I used the latter approach to analyze the example data. [This is explained in more detail in a later post: How to construct a consensus network from the output of a bayesian tree analysis.]

Thanks to Bernie Cohen for prompting me to think about networks and Bayesian analysis, and to Barbara Holland for her help with getting the calculations done.

References

Gibb GC, Penny D (2010) Two aspects along the continuum of pigeon evolution: a South-Pacific radiation and the relationship of pigeons within Neoaves. Molecular Phylogenetics and Evolution 56: 698-706.

Holland BR, Delsuc F, Moulton V (2005) Visualizing conflicting evolutionary hypotheses in large collections of trees: using consensus networks to study the origins of placentals and hexapods. Systematic Biology 54:66-76.

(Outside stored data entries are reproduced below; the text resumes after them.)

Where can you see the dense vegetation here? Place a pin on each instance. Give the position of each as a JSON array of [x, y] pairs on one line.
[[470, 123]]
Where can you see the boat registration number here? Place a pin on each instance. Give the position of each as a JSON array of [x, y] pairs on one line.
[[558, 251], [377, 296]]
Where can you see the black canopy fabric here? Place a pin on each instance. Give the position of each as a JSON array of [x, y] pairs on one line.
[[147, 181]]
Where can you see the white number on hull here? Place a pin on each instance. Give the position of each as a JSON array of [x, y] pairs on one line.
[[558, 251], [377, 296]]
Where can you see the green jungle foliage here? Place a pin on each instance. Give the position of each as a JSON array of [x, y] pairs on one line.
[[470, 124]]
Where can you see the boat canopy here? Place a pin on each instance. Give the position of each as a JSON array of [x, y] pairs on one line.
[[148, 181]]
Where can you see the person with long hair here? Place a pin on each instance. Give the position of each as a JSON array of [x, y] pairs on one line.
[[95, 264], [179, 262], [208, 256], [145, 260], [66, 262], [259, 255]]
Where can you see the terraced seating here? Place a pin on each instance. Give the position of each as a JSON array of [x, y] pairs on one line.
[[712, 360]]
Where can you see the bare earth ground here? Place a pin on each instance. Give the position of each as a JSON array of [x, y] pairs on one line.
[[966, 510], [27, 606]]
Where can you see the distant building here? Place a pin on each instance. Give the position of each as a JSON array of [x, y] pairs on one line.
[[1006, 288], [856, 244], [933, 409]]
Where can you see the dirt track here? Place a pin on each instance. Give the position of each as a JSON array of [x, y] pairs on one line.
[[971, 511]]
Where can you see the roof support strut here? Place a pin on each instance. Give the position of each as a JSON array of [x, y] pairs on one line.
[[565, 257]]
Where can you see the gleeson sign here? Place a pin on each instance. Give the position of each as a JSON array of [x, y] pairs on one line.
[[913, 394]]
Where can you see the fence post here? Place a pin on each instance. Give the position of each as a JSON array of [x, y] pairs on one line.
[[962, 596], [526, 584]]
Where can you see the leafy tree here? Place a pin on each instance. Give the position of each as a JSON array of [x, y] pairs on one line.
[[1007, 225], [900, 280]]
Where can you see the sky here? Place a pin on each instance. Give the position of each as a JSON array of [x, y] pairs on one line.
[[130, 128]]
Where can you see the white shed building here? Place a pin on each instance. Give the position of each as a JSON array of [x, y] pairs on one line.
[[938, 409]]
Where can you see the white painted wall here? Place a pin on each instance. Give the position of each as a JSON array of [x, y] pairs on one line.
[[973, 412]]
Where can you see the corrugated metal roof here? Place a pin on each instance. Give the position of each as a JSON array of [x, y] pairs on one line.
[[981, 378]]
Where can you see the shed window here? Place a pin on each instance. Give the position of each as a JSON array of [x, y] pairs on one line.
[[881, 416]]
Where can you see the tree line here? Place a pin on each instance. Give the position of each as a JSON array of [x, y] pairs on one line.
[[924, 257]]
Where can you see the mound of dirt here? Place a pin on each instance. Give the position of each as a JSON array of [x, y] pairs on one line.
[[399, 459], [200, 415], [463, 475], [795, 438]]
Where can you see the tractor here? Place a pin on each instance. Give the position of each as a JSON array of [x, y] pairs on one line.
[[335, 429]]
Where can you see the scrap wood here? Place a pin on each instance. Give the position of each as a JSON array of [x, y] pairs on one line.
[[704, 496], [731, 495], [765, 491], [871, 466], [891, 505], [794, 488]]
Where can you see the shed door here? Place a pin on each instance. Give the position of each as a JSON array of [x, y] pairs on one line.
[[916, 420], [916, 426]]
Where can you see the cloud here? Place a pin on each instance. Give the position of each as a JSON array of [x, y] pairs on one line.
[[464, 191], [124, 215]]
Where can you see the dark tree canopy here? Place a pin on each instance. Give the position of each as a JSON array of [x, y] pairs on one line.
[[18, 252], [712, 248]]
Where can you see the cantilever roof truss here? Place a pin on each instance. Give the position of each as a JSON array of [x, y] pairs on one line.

Holland BR, Huber KT, Moulton V, Lockhart PJ (2004) Using consensus networks to visualize contradictory evidence for species phylogeny. Molecular Biology and Evolution 21: 1459-1461.

Holland BR, Jermiin LS, Moulton V (2006) Improved consensus network techniques for genome-scale phylogeny. Molecular Biology and Evolution 23: 848-855.

Margush T, McMorris FR (1981) Consensus n-trees. Bulletin of Mathematical Biology 43: 239-244.

Schnittger L, Rodriguez AE, Florin-Christensen M, Morrison DA (2012) Babesia: a world emerging. Infection, Genetics and Evolution 12: 1788-1809.

Steel M, Penny D (2000) Parsimony, likelihood, and the role of models in molecular phylogenetics. Molecular Biology and Evolution 17: 839-850.